MiniCPM-V
MiniCPM-V copied to clipboard
[BUG] web_demos/minicpm-o_2.6/model_server.py加载MiniCPM-o-2.6-Int4错误
是否已有关于该错误的issue或讨论? | Is there an existing issue / discussion for this?
- [X] 我已经搜索过已有的issues和讨论 | I have searched the existing issues / discussions
该问题是否在FAQ中有解答? | Is there an existing answer for this in FAQ?
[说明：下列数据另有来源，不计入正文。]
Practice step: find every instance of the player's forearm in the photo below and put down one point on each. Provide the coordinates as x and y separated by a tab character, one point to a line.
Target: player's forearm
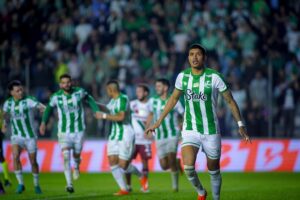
102	107
46	114
149	120
235	110
169	106
115	118
92	103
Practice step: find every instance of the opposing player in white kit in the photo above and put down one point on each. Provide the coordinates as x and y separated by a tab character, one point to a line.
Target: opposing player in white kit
71	124
200	86
168	134
121	139
19	109
140	110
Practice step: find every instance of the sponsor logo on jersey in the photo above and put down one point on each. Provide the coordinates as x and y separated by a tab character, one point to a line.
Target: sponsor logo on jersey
191	95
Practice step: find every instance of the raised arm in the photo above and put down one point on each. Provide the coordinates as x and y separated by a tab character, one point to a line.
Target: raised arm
92	103
236	114
169	106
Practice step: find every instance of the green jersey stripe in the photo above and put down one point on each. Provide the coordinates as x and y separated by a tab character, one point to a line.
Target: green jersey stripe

- [X] 我已经搜索过FAQ | I have searched FAQ
当前行为 | Current Behavior
(MiniCPMO) D:\LLM\MiniCPM-o>python web_demos/minicpm-o_2.6/model_server.py
Traceback (most recent call last):
File "D:\LLM\MiniCPM-o\web_demos\minicpm-o_2.6\model_server.py", line 601, in <module>
stream_manager = StreamManager()
File "D:\LLM\MiniCPM-o\web_demos\minicpm-o_2.6\model_server.py", line 96, in __init__
self.minicpmo_model = AutoModel.from_pretrained(self.minicpmo_model_path, trust_remote_code=True, torch_dtype=self.target_dtype, attn_implementation='sdpa', low_cpu_mem_usage=True)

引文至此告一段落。